We are working on a 4th cookbook, and if you follow us on Instagram, you can see lots of fun “teasers” as we work on the book! We haven’t really officially announced the book, and what it’s about, but don’t worry… the announcement is coming, and I’ll just say that you will NOT be disappointed. We can’t wait to share all the details with you! Sometimes when working on a cookbook, it’s really easy to get sick of your own food, or cooking for that matter. In fact, for weeks I hated all food, everywhere. Wanted nothing to do with anything, just from cooking so much. I made the mistake of posting a goofy status about it on Facebook, which resulted in my SIL texting me to say “maybe post a picture of you drinking, so people stop thinking you are pregnant.” Oops. Well, I don’t drink, so that was no help. Sorry friends and family (mostly family). I’m not pregnant. Anyway, my point is that when working on a cookbook, it’s really hard to make daily meals, so I get really excited when I’m actually inspired to make a non-book-recipe meal! We really love chicken thighs. They are probably our favorite cut of chicken, but they have to be skin-on. Definitely skin-on. Crispy chicken skin is just the best. We usually bake them in the oven with just salt on the skin, because when you cook all your meals from scratch every single day, you really need simple. Since I was feeling fancy, I decided to test out a new spice blend for the thighs. It smelled amazing, and we were starving, so I was really excited to try it out.
Unfortunately it didn’t turn out perfectly, but it was still delicious. See, Bill wanted to grill because we had been doing piles and piles of dishes from working on the book, and he said he didn’t want to have more dishes to wash. Then he decided to clean the grill for 30 minutes. Weird? Yep, but I love him. Then after cleaning the grill for 30 minutes, we realized we were out of propane, so he left to go get some. At this point I was so hungry I forgot to tell him it might be best to NOT flip the chicken on the skin because of all the spices. Well since I forgot, he flipped them on the skin, and came back and said… “So, the chicken looks and smells good, but it’s blackened now.” and I said “How did it get blackened if it was on indirect heat?” and he said “It just did.” So I went outside and looked and said “Did you flip it on the skin?” and he said “Yes. I wanted to crisp it up” to which I said…”I wouldn’t have done that, because I figured it would all burn and turn black. Which it did.” Bill looked really sad and upset, and I was too hangry to care if he felt bad.
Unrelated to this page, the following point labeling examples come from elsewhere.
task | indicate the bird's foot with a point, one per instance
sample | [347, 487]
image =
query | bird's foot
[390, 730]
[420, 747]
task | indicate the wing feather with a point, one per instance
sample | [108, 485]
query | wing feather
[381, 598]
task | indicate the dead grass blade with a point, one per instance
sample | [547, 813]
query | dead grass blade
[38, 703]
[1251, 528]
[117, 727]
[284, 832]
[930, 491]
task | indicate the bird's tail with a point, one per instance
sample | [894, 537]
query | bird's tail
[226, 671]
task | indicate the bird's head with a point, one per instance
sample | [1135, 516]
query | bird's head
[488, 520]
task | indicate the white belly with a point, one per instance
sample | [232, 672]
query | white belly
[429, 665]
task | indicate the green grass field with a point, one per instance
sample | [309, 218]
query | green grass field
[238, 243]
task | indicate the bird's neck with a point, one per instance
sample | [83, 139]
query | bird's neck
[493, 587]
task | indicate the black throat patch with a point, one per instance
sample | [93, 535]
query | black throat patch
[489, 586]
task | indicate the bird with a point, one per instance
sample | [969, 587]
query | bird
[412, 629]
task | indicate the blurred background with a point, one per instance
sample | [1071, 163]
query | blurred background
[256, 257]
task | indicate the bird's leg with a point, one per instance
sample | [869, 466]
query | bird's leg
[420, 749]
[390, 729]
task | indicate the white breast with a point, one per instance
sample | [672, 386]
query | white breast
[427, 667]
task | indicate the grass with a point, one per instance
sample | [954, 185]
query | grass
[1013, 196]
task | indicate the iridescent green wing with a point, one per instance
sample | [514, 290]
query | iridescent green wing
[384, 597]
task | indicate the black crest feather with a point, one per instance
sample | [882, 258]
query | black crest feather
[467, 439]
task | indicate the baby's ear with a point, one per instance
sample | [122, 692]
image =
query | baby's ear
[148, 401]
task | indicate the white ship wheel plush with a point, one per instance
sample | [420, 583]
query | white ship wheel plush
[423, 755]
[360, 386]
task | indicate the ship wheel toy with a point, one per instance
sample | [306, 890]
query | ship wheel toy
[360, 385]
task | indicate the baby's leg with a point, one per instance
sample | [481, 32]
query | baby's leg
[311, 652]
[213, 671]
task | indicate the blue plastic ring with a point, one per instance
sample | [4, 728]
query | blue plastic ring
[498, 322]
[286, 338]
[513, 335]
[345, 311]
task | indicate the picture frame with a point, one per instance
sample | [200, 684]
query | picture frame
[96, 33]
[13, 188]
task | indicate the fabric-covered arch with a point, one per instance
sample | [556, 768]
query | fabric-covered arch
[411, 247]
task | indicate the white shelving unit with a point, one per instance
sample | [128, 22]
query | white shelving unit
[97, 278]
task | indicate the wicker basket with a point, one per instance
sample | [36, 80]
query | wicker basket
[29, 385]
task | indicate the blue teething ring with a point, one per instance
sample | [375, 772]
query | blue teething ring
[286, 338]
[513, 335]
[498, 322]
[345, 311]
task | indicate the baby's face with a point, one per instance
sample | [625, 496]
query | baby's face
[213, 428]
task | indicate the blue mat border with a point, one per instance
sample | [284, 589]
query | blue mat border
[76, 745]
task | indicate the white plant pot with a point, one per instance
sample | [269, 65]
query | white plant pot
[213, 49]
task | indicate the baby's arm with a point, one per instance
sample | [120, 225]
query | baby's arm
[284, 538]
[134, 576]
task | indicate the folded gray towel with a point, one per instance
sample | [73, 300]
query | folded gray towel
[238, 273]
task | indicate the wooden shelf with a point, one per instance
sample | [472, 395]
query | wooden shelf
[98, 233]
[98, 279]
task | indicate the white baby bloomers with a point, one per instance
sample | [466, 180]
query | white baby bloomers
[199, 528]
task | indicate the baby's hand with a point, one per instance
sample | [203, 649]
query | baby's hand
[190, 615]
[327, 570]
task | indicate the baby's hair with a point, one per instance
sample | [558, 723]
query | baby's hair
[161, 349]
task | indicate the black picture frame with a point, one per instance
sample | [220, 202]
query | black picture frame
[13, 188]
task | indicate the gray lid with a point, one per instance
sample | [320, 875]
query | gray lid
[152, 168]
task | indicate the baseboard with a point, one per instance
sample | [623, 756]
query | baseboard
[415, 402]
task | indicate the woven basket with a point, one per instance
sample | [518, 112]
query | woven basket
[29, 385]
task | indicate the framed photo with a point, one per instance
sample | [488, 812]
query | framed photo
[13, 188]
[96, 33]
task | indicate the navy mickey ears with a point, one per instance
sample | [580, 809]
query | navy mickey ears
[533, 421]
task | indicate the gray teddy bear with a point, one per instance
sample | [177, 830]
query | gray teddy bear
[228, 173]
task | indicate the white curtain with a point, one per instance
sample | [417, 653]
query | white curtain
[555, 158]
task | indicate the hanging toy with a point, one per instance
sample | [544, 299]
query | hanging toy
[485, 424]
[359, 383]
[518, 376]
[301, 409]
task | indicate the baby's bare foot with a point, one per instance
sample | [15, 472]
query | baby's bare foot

I was just HANGRY and wanting to cry, because the chicken I so badly wanted to post on the blog was now UGLY.
Then Bill felt really bad, and brushed enough of the black stuff off to make the chicken look good (good thing I put a lot of spice on), and then told me I could make a joke about him burning them for the blog post. Poor Bill. Anyway, the chicken was delicious, and turned out just fine! This is definitely our new favorite spice rub, and an easy way to make grilled chicken a little more fancy for a summer BBQ! Enjoy!